人は、「自分はこうだ!」「自分が正しい!」というメガネ(視点、判断軸、拠り所となる考え方)を通じて考えているかもしれません。企業コンサルをしていて、自分が伝えたいことを一方通行で話をしても、多くの場合、理解が乏しいです。伝える本人は、自分のメガネを通して相手に理解していただこうと考えていますが、相手は自分のメガネを通して考えようとしているからだと思います。
そこで一方通行の伝え方から、双方向の伝え方に切り替えました。私が一方通行で伝えるのではなく、相手に多くを話もらうようにするのです。そのためにはコミュニケーションのあり方には工夫が必要でしたが、一方通行から双方向になることで、双方の理解度がグッと高まりました。
やはり、人は自分のメガネでモノゴトを観察することを無意識にしていたのです。ですから、「伝える方か相手のどちらか、或いは両方が双方のメガネはどのようなものか?」を意識的に考えながら話を理解することができれば、理解が深くなり、短時間で通じ合えるようになると思います。

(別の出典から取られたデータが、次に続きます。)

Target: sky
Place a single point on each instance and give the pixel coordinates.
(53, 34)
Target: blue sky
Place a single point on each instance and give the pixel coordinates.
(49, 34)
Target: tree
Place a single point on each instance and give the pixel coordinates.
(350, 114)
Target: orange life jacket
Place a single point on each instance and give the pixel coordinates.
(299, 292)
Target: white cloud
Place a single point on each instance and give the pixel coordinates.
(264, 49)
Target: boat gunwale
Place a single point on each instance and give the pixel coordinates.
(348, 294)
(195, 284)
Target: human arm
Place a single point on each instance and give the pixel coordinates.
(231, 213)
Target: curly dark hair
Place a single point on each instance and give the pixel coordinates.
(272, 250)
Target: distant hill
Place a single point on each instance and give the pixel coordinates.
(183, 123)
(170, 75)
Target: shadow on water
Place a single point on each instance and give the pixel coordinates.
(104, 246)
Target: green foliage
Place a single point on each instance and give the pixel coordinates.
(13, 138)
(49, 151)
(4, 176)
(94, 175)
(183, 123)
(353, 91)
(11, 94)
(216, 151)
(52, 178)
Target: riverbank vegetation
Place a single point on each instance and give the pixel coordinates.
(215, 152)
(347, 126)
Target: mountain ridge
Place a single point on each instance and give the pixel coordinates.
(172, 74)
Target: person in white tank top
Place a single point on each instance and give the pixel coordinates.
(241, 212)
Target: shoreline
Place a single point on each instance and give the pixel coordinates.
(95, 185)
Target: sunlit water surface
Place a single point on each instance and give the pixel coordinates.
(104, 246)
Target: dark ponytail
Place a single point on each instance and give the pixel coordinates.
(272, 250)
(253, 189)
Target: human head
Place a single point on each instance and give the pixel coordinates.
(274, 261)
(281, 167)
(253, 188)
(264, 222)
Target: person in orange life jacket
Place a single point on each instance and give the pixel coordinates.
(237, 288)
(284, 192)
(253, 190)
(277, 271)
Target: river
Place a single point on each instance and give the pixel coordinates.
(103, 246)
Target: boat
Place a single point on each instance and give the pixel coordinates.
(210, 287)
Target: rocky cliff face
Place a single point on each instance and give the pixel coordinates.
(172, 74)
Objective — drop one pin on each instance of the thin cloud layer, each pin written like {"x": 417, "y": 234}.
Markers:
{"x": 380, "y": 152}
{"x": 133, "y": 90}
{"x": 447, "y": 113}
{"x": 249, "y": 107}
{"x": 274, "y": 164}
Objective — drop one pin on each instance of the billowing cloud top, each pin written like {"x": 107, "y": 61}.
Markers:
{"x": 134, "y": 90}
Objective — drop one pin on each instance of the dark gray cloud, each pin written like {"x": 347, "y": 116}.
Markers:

対立の構図があれば、メガネの違いを考えるとスッキリします。双方がかけているメガネが異なっているため、双方の見かたが異なってくるのです。これは「目的の違い」「文化の違い」「捉え方の違い」等、様々なメガネの違いが考えられます。
例えば、上司と部下。上司は期日までに目的を遂行するために結論を急ぎたい。部下は遂行する立場として、じっくりとその背景を議論したい。双方の大きな目的は同じですが、この場合、互いがズームインする内容が異なってきます。そのため、双方にメガネの違いが出てきて対立の関係が生まれます。
例えば、営業と製造。営業は販売のことを考えて在庫の確保を望みます。製造はコストを下げることを望むため在庫を確保しないことを望みます。しかし双方は会社経営全体を良くしたいと考えているかも知れません。ですが、やはり双方が異なっているメガネをかけて異なった方向にズームインしています。対立の関係が生まれるのです。
一度成功した人は、中々たの人の考え方や手法を「理解しよう」「取り入れてみよう」とはしません。これも成功することによって、自分がかけるメガネを固定してしまった結果だと思います。ですが、時間の経過や状況の変化によってかけるメガネを変える必要があると思います。しかし、既にそのこと自体が脳裏にないので、まずは自分が正しくて、相手は間違っているだろう、となるのでしょう。
様々なメガネをかけて考える。そのためには、相手の意見を受け入れる。そして、全体の目的、自分の目的を達成するためにはどのメガネが最適かを考える。結果、よければそのメガネを受け入れる。悪い時にはじめて受け入れない。というココロの余裕と咀嚼する余裕が必要だと思います。